7. That the new dogma that the Constitution of its own force carries slavery into any or all of the territories of the United States, is a dangerous political heresy, at variance with the explicit provisions of that instrument itself, with cotemporaneous exposition, and with legislative and judicial precedent, is revolutionary in its tendency and subversive of the peace and harmony of the country.
8. That the normal condition of all the territory of the United States is that of freedom; that as our republican fathers, when they had abolished slavery in all our national territory, ordained that no "person should be deprived of life, liberty or property, without due process of law," it becomes our duty, by legislation, whenever such legislation is necessary, to maintain this provision of the constitution against all attempts to violate it; and we deny the authority of congress, of a territorial legislature, or of any individuals, to give legal existence to slavery in any territory of the United States.

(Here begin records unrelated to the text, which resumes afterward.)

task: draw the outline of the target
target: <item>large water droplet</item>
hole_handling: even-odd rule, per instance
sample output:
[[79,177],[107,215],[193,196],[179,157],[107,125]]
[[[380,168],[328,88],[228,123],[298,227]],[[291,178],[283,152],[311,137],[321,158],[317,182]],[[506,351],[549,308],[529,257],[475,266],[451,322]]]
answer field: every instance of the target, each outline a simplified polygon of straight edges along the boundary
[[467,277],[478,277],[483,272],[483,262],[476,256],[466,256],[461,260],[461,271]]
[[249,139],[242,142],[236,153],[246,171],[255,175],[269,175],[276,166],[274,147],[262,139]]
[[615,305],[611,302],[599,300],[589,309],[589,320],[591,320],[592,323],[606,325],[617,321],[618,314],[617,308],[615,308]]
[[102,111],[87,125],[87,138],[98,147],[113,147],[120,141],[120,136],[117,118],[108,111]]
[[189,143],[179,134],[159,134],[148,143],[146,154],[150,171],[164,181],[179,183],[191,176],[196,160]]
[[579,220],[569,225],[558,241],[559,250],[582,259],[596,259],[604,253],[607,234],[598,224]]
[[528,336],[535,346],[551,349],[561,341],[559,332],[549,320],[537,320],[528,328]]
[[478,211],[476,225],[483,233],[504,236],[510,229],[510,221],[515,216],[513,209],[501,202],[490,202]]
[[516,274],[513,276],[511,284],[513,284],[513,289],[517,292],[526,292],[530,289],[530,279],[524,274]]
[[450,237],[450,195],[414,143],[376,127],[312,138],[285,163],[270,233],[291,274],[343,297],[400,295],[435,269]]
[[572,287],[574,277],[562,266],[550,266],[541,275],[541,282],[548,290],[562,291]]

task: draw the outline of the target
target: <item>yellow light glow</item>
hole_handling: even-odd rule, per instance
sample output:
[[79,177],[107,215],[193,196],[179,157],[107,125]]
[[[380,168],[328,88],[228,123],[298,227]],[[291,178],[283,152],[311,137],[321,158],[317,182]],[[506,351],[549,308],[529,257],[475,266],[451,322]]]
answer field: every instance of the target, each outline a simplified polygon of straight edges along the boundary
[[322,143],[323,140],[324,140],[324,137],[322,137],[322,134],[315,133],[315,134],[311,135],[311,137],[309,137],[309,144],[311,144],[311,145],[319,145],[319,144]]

9. That we brand the recent re-opening of the African Slave Trade, under the cover of our national flag, aided by perversions of judicial power, as a crime against humanity, and a burning shame to our country and age, and we call upon congress to take prompt and efficient measures for the total and final suppression of that execrable traffic.

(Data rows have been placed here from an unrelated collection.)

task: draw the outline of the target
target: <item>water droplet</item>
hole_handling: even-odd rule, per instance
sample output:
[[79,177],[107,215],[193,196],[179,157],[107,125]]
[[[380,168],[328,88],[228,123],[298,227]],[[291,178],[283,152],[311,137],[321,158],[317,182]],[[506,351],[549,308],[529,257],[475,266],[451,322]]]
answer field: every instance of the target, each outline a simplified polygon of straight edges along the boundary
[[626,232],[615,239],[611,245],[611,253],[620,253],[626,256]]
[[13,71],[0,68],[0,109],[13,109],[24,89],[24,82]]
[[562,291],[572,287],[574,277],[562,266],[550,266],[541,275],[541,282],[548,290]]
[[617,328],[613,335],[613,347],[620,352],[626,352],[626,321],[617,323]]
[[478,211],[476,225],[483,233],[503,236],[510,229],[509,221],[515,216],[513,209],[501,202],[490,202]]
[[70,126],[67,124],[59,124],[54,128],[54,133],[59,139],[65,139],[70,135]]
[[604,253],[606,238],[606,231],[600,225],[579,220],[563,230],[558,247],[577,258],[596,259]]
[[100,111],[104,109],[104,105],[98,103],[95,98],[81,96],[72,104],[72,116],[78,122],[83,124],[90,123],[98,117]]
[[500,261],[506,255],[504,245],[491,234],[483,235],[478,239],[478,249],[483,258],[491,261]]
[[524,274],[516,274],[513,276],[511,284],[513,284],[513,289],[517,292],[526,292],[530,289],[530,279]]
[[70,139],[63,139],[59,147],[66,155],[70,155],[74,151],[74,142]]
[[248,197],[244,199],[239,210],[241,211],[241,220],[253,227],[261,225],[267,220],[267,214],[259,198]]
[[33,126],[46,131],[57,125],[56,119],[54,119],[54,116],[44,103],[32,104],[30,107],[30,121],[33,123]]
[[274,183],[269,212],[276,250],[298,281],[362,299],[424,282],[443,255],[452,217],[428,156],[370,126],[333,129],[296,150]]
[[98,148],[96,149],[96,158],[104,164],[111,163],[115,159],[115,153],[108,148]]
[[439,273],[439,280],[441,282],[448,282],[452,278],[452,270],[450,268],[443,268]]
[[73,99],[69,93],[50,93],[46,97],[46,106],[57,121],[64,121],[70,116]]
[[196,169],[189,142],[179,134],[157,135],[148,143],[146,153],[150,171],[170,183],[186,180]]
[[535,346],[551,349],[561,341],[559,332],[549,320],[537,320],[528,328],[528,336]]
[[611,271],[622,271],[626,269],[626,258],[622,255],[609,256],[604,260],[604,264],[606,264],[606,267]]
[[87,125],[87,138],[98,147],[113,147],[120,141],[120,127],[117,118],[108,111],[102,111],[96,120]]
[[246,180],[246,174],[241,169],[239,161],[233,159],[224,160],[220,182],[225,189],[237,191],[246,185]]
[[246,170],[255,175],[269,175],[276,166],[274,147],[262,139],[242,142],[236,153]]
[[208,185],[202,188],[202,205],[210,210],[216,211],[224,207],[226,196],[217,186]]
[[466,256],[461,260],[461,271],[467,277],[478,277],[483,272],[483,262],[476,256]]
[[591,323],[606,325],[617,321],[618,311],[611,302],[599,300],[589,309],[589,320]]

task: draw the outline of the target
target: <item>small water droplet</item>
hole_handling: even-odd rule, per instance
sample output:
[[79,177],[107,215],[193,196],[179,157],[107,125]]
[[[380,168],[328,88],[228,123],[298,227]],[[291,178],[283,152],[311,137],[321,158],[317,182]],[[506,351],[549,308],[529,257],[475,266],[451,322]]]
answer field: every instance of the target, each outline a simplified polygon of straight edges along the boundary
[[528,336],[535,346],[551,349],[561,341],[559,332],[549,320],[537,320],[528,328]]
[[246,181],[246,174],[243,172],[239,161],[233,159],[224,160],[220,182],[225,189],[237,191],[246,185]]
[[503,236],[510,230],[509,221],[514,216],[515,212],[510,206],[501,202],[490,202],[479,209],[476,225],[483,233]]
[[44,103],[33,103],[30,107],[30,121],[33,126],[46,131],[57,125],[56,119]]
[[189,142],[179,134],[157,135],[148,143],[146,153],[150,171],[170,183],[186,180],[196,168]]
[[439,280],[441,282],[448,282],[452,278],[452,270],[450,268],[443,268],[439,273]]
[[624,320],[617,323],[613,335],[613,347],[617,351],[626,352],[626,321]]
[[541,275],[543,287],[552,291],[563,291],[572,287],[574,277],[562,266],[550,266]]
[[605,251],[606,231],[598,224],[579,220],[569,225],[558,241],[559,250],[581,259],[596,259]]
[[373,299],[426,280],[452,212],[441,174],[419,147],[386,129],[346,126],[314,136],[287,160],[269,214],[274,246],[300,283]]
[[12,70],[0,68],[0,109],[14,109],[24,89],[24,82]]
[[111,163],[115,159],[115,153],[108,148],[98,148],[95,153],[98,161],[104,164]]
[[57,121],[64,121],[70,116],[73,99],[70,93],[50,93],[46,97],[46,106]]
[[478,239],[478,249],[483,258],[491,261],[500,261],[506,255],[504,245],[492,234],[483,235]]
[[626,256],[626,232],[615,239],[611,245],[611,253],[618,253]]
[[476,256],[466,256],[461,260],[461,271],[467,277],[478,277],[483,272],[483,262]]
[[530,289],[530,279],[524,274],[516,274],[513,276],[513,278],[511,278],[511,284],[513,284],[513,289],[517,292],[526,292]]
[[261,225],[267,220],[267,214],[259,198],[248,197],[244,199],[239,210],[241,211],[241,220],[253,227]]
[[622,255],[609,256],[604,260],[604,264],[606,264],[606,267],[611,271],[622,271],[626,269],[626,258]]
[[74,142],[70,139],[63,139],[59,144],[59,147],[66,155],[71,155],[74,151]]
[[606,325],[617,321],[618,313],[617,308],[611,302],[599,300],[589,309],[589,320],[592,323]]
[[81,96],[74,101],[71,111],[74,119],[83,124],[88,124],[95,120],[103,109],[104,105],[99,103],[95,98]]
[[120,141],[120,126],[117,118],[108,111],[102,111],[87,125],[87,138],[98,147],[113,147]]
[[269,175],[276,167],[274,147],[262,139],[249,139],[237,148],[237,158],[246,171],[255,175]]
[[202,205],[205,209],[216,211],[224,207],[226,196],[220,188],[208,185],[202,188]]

10. That in the recent vetoes by the federal governors of the acts of the Legislatures of Kansas and Nebraska, prohibiting slavery in those territories, we find a practical illustration of the boasted democratic principle of non- intervention and popular sovereignty, embodied in the Kansas-Nebraska bill, and a demonstration of the deception and fraud involved therein.
Republican Party National Platform, 1860
Republicans freed the slaves, Democrats in the North and the South fought against it.
January 31, 1865
13th Amendment banning slavery was passed by U.S. House of Representatives with unanimous Republican support and intense Democrat opposition.
April 8, 1865
13th Amendment banning slavery passed by U.S. Senate with 100% Republican support and 63% Democrat opposition.
November 22, 1865
Republicans denounce Democrat legislature of Mississippi for enacting “Black Codes,” which institutionalized racial discrimination.
February 5, 1866
U.S. Rep. Thaddeus Stevens (R-PA) introduces legislation, successfully opposed by Democrat President Andrew Johnson, to implement “40 acres and a mule” relief by distributing land to former slaves.
April 9, 1866
Republican Congress overrides Democrat President Johnson’s veto, and the Civil Rights Act of 1866, conferring rights of citizenship on African-Americans, becomes law.
May 10, 1866
U.S. House passes the Republicans’ 14th Amendment guaranteeing due process and equal protection of the laws to all citizens, with 100% of Democrats voting no.
June 8, 1866
U.S. Senate passes the Republicans’ 14th Amendment guaranteeing due process and equal protection of the law to all citizens, where 94% of Republicans vote yes and 100% of Democrats vote no.
January 8, 1867
Republicans override Democrat President Andrew Johnson’s veto of law granting voting rights to African-Americans in D.C.
July 19, 1867
Republican Congress overrides Democrat President Andrew Johnson’s veto of legislation protecting voting rights of African-Americans.
March 30, 1868
Republicans begin impeachment trial of Democrat President Andrew Johnson, who declared: “This is a country for white men, and by God, as long as I am President, it shall be a government of white men”.